Blake Hudson blake at ispn.net
Thu Dec 22 16:32:21 UTC 2016


Jean-Francois Mezei wrote on 12/22/2016 8:59 AM:
> ...
>
> Yesterday, the CRTC declared the Internet to be a basic service (which
> enables additional regulatory powers) and set speed goals to 50/10.
>
> Note that this is not a definition of broadband as the FCC had done, it
> one of many criteria that will be weighted when proposal to get funding
> is received. But hopefully, it means the end of deployment of DSL.
>
> ...

Some rural areas in the US are seeing either VDSL2 or bonded DSL 
deployments which do push the capabilities available via copper to the 
home deployments.
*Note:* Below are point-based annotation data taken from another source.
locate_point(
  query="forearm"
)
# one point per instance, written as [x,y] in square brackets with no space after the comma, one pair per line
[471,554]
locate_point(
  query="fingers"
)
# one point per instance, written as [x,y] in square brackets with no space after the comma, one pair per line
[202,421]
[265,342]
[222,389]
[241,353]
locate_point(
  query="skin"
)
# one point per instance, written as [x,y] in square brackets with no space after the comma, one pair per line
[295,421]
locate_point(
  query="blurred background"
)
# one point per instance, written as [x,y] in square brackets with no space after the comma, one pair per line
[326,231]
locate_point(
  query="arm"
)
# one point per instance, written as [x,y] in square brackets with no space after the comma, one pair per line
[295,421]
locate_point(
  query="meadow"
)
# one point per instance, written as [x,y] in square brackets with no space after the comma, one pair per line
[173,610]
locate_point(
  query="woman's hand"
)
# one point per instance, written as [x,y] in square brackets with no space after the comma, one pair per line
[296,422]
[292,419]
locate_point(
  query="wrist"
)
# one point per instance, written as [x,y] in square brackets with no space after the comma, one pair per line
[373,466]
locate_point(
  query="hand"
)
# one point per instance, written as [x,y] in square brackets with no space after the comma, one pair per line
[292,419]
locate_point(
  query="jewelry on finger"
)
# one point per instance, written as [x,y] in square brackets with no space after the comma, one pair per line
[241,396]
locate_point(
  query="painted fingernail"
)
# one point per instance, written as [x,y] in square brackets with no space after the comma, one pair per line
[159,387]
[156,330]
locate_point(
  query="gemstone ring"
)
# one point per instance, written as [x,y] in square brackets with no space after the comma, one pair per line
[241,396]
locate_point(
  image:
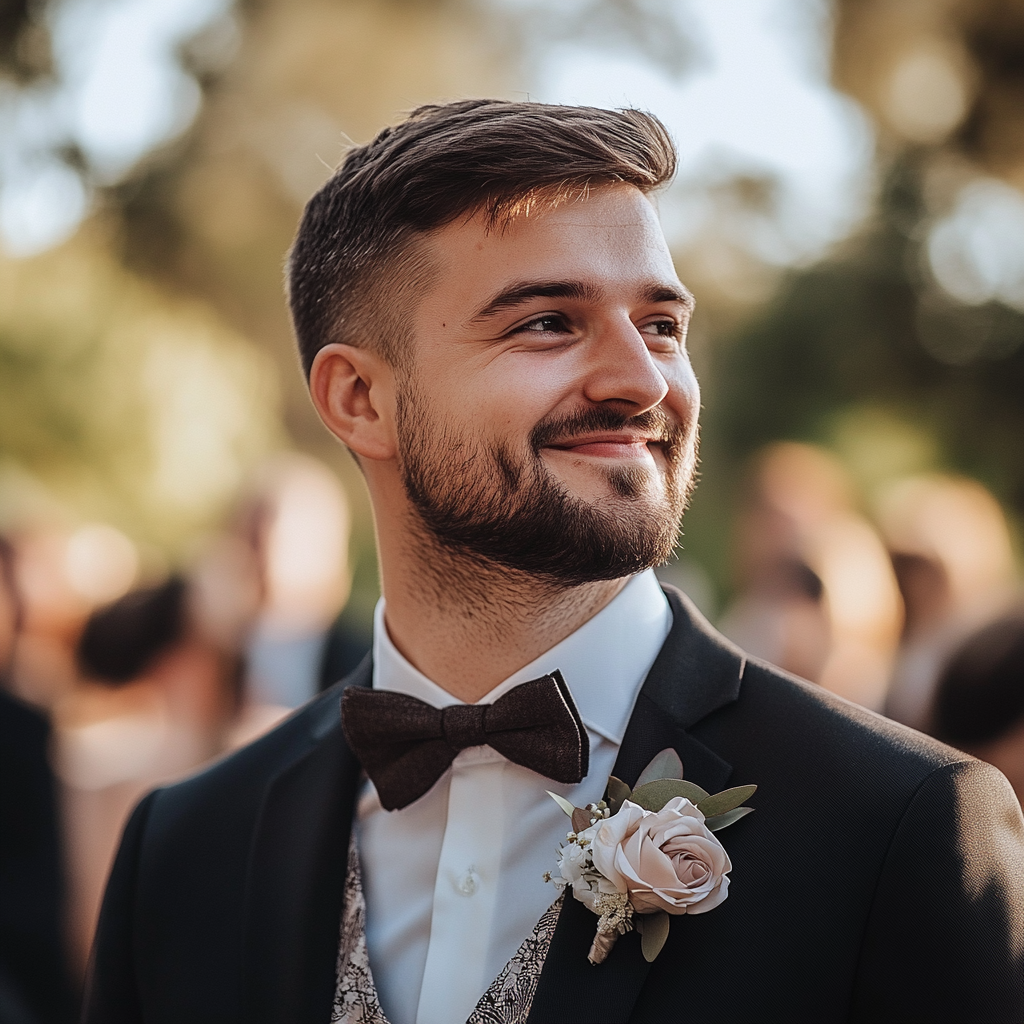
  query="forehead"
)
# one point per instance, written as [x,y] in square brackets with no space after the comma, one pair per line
[612,240]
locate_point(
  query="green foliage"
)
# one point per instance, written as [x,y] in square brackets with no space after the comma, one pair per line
[867,328]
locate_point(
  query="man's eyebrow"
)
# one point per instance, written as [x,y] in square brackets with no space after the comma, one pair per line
[665,293]
[524,291]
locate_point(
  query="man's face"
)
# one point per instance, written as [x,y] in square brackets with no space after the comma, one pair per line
[548,419]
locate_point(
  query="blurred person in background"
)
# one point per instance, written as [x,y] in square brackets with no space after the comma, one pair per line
[298,523]
[492,323]
[816,595]
[951,553]
[35,981]
[159,694]
[979,699]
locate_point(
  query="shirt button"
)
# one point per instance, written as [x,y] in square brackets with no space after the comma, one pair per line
[469,884]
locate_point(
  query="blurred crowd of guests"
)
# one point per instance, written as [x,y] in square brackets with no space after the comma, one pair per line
[914,611]
[113,684]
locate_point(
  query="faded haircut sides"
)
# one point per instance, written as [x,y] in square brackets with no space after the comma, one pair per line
[355,263]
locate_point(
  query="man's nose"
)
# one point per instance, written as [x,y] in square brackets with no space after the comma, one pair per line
[622,368]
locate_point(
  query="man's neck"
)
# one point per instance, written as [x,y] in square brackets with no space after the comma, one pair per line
[468,626]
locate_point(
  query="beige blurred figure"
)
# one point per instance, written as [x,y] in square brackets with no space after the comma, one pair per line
[817,595]
[951,552]
[157,694]
[297,524]
[62,574]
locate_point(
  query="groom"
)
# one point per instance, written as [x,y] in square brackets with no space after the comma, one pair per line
[491,323]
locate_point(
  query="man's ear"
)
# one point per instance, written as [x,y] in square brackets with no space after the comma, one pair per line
[353,391]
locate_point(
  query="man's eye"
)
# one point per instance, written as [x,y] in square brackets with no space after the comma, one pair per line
[666,329]
[545,325]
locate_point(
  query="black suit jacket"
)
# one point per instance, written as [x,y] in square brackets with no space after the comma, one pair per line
[881,879]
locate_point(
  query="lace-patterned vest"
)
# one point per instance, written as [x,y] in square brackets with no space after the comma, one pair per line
[506,1001]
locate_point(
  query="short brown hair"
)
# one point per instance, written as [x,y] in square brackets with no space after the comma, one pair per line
[355,242]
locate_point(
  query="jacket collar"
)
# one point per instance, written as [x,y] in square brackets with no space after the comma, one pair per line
[696,673]
[296,873]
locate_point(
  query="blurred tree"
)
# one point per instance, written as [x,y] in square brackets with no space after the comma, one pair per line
[185,247]
[914,327]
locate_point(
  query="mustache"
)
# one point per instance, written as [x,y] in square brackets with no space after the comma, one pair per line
[654,422]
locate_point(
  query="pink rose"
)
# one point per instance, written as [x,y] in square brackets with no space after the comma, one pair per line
[666,860]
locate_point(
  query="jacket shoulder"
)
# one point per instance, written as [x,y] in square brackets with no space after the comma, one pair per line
[231,790]
[835,732]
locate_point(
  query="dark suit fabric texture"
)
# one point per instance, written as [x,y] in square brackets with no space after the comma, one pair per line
[881,878]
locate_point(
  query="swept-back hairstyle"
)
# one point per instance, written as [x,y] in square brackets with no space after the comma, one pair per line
[355,259]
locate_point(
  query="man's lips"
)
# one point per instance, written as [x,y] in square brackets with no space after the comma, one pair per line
[609,445]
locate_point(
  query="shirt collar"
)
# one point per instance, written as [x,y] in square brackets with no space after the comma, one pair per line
[604,662]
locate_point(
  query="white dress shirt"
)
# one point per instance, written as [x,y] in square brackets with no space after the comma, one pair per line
[454,882]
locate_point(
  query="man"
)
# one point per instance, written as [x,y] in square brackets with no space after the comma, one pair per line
[491,322]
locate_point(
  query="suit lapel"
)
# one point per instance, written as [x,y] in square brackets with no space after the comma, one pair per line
[296,876]
[696,672]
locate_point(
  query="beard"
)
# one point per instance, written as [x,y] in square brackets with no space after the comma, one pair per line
[485,504]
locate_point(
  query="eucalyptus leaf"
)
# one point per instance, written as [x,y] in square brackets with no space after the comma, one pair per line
[655,932]
[567,807]
[581,820]
[616,793]
[726,800]
[665,765]
[653,796]
[730,817]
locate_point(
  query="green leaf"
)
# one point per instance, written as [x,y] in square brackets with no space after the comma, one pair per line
[617,792]
[581,820]
[653,796]
[655,932]
[730,817]
[665,765]
[561,802]
[726,800]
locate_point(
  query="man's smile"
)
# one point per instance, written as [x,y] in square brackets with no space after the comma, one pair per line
[614,444]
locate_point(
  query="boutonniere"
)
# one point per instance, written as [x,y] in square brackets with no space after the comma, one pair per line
[639,856]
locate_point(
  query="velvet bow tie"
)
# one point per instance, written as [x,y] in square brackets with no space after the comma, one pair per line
[404,745]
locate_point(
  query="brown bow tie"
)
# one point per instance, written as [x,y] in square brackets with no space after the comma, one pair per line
[404,745]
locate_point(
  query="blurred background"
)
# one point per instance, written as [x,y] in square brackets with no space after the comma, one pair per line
[187,555]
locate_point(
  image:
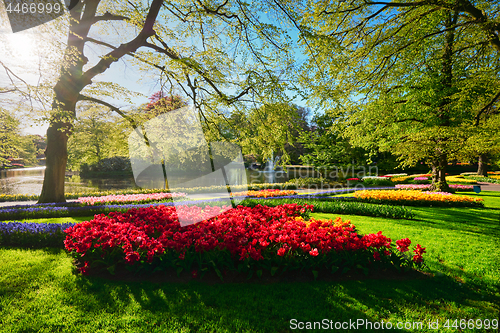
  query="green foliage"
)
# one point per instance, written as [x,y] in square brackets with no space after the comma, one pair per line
[408,78]
[106,165]
[97,135]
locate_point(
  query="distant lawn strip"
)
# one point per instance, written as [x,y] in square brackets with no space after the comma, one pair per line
[40,291]
[341,205]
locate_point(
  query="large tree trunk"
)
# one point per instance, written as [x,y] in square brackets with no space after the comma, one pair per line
[482,168]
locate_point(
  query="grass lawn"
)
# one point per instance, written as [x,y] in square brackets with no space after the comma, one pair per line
[40,293]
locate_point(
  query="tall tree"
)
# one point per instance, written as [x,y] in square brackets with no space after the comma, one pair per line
[408,75]
[234,56]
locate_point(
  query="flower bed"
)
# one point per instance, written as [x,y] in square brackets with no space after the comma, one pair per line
[456,187]
[264,193]
[254,240]
[488,179]
[418,198]
[138,198]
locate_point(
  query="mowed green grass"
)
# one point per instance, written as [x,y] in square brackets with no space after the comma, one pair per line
[39,291]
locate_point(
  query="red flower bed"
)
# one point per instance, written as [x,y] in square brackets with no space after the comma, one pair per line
[241,239]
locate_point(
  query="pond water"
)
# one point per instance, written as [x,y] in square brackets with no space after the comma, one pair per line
[30,180]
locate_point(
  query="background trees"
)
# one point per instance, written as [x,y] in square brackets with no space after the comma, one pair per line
[410,78]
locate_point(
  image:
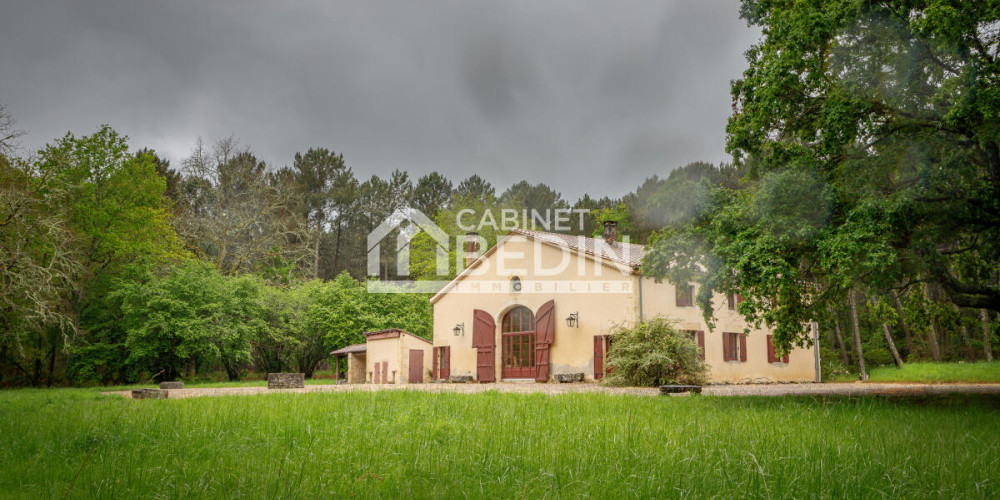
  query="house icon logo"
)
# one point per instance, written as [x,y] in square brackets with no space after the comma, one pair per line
[417,222]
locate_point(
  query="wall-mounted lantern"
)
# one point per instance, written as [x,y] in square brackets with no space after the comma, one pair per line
[573,320]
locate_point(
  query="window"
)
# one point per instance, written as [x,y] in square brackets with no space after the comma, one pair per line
[734,346]
[699,338]
[685,296]
[518,328]
[772,353]
[734,299]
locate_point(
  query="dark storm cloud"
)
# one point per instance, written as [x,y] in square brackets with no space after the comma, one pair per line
[585,96]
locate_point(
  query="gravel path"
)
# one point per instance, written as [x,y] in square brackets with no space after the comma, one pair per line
[846,389]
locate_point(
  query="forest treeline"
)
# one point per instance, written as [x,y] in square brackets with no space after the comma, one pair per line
[117,265]
[864,195]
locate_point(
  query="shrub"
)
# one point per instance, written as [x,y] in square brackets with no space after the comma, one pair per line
[652,353]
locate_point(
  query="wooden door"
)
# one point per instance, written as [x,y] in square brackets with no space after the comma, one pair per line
[545,328]
[484,340]
[416,375]
[442,362]
[598,357]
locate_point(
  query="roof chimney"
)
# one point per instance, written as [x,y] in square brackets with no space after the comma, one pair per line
[471,248]
[610,232]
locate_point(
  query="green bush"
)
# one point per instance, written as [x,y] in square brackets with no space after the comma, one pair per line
[652,353]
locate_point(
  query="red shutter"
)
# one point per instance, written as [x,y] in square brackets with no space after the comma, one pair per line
[545,329]
[598,357]
[701,344]
[484,340]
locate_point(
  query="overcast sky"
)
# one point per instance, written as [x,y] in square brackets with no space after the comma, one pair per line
[584,96]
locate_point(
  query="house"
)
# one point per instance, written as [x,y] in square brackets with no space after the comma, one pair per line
[392,356]
[538,304]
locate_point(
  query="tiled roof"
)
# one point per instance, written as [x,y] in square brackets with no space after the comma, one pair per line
[628,254]
[353,348]
[388,330]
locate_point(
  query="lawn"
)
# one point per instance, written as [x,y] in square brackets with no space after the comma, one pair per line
[932,372]
[423,445]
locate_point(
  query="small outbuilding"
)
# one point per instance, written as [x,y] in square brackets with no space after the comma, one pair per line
[356,365]
[396,356]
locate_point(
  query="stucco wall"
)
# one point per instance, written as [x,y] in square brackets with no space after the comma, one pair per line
[356,368]
[660,299]
[396,351]
[572,350]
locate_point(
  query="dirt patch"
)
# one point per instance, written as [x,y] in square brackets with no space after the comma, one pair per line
[835,389]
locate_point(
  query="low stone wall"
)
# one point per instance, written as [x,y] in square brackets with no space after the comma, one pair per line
[149,394]
[566,378]
[286,380]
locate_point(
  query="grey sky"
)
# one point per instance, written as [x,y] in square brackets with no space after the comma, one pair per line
[584,96]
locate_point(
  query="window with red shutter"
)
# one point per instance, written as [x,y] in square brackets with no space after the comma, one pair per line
[684,296]
[772,353]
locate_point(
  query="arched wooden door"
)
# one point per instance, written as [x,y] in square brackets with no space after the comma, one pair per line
[483,335]
[518,336]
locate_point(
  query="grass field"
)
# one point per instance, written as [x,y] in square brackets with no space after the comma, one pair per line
[422,445]
[933,372]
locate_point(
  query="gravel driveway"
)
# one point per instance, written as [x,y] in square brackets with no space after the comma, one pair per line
[846,389]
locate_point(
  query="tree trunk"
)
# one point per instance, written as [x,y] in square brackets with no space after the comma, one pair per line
[319,239]
[906,326]
[857,335]
[892,346]
[840,340]
[932,328]
[987,350]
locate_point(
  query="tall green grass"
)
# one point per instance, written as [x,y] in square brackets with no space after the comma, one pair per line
[929,372]
[404,444]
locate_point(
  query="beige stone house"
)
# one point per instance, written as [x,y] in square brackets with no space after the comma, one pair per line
[392,356]
[538,304]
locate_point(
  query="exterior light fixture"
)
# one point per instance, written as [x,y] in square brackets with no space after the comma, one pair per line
[573,320]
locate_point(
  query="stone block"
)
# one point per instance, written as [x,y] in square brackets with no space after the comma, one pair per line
[566,378]
[674,389]
[149,394]
[286,380]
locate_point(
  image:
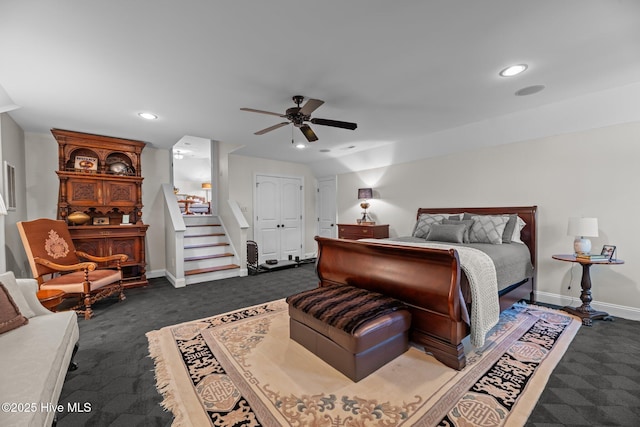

Having operated cable, DSL, and fiber networks, I can 
say that cable and DSL have managed to stay relevant a lot longer than I 
expected.

I also think it's a bit disingenuous to say that cable provider meets 
the 50/10 standard and DSL provider doesn't when a hypothetical cable 
plant might provide 1Gbps x 72Mbps of last mile bandwidth shared between 
100+ subscribers and DSL plant might provide 20Mbps x 1.5Mbps dedicated 
to each subscriber circuit. In this example, the worst case for the 
cable plant is 10Mx768K per subscriber (note, this doesn't meet the 
specified goal) & the DSL plant is 20Mx1.5M per subscriber (twice the 
speed, but also doesn't meet the specified goal). In other words, 
sometimes the cable subscribers might experience faster speeds than DSL 
subscribers, sometimes they might experience slower speeds. The DSL 
subscribers would see consistent speeds.

If a provider's deployment model provides "up to" the specified 50/10M, 
but subscribers see lower than these rates, then I would argue that the 
provider hasn't met the goal. While a cable provider could engineer 
their plant to dedicate 50/10 bandwidth per subscriber, this is not done 
today and will not be done in the near future because it isn't 
profitable (whether its necessary is another discussion). This seems to 
be profitable in FTTH and vDSL2 deployments because providers are 
exceeding these goals today in the US.

Both cable and DSL technologies have managed to stay relevant longer 
than I expected because each seem to have pros, including the ability to 
utilize an existing infrastructure. I don't see either technology dying 
immediately, and can imagine that vendors may yet be able to eek out 
more performance from the existing infrastructure, but I do see more 
future potential using fiber to the premises infrastructure.